Model-based Chance-Constrained Reinforcement Learning via Separated Proportional-Integral Lagrangian

TL;DR

This paper introduces the separated proportional-integral Lagrangian (SPIL) algorithm for chance-constrained reinforcement learning, effectively reducing oscillations and conservatism in safety-critical applications like autonomous navigation.

Contribution

The paper proposes a novel SPIL algorithm that unifies proportional and integral control for safer, less conservative RL policies under uncertainty, with an integral separation technique and model-based gradient computation.

Findings

Reduces oscillations in RL safety policies.

Decreases conservatism in policy learning.

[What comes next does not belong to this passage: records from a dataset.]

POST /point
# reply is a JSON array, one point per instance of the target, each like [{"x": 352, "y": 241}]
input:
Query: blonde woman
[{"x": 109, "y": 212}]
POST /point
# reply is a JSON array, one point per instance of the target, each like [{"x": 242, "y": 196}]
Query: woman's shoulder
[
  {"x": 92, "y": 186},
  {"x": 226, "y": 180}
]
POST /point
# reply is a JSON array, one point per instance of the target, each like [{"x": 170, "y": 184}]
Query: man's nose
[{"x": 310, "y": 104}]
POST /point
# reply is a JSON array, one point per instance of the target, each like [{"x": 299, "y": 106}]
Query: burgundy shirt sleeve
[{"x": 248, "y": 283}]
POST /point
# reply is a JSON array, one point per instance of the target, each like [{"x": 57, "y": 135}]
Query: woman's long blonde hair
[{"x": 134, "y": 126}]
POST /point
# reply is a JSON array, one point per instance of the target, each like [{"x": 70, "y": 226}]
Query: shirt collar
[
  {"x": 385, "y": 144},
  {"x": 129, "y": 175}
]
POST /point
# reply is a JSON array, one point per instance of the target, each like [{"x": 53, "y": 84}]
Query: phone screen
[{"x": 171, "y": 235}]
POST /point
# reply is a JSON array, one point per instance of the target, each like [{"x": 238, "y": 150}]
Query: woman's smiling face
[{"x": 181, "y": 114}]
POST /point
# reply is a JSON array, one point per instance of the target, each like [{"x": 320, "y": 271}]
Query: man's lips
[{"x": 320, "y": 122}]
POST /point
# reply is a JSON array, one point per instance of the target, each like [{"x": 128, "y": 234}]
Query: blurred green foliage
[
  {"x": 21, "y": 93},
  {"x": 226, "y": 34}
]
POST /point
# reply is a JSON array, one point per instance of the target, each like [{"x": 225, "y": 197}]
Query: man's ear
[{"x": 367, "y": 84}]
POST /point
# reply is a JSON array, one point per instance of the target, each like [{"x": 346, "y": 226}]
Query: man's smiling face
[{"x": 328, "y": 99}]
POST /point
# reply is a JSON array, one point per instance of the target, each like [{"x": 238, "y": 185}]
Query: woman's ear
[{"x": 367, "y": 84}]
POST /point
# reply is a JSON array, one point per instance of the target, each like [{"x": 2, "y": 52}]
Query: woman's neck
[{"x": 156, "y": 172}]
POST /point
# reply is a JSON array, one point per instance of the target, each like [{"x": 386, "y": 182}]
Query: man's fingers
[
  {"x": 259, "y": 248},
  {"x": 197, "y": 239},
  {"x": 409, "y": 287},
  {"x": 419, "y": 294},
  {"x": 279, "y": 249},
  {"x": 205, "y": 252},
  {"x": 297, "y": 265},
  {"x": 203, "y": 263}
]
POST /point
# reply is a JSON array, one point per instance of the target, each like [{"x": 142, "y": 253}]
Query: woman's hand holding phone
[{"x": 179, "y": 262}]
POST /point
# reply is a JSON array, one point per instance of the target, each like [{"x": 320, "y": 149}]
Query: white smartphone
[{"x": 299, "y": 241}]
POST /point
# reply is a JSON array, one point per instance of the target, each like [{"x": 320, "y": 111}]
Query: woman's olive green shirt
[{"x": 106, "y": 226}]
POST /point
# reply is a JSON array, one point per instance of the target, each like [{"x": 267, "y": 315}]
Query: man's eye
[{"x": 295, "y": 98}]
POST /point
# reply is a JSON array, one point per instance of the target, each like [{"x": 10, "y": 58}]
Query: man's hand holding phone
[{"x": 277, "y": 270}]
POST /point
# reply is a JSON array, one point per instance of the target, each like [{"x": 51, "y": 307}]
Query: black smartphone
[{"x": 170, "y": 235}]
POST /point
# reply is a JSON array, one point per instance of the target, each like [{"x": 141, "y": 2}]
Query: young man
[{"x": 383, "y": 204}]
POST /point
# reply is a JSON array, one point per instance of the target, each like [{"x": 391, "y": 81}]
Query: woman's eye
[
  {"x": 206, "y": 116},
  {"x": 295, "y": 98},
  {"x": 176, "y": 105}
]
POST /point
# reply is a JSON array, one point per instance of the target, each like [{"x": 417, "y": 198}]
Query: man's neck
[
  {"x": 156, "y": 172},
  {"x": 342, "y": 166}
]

Successfully applied to real-world robot navigation.

Abstract

Safety is essential for reinforcement learning (RL) applied in the real world. Adding chance constraints (or probabilistic constraints) is a suitable way to enhance RL safety under uncertainty. Existing chance-constrained RL methods like the penalty methods and the Lagrangian methods either exhibit periodic oscillations or learn an over-conservative or unsafe policy. In this paper, we address these shortcomings by proposing a separated proportional-integral Lagrangian (SPIL) algorithm. We first review the constrained policy optimization process from a feedback control perspective, which regards the penalty weight as the control input and the safe probability as the control output. Based on this, the penalty method is formulated as a proportional controller, and the Lagrangian method is formulated as an integral controller. We then unify them and present a proportional-integral Lagrangian method to get both their merits, with an integral separation technique to limit the integral value in a reasonable range. To accelerate training, the gradient of safe probability is computed in a model-based manner. We demonstrate our method can reduce the oscillations and conservatism of RL policy in a car-following simulation. To prove its practicality, we also apply our method to a real-world mobile robot navigation task, where our robot successfully avoids a moving obstacle with highly uncertain or even aggressive behaviors.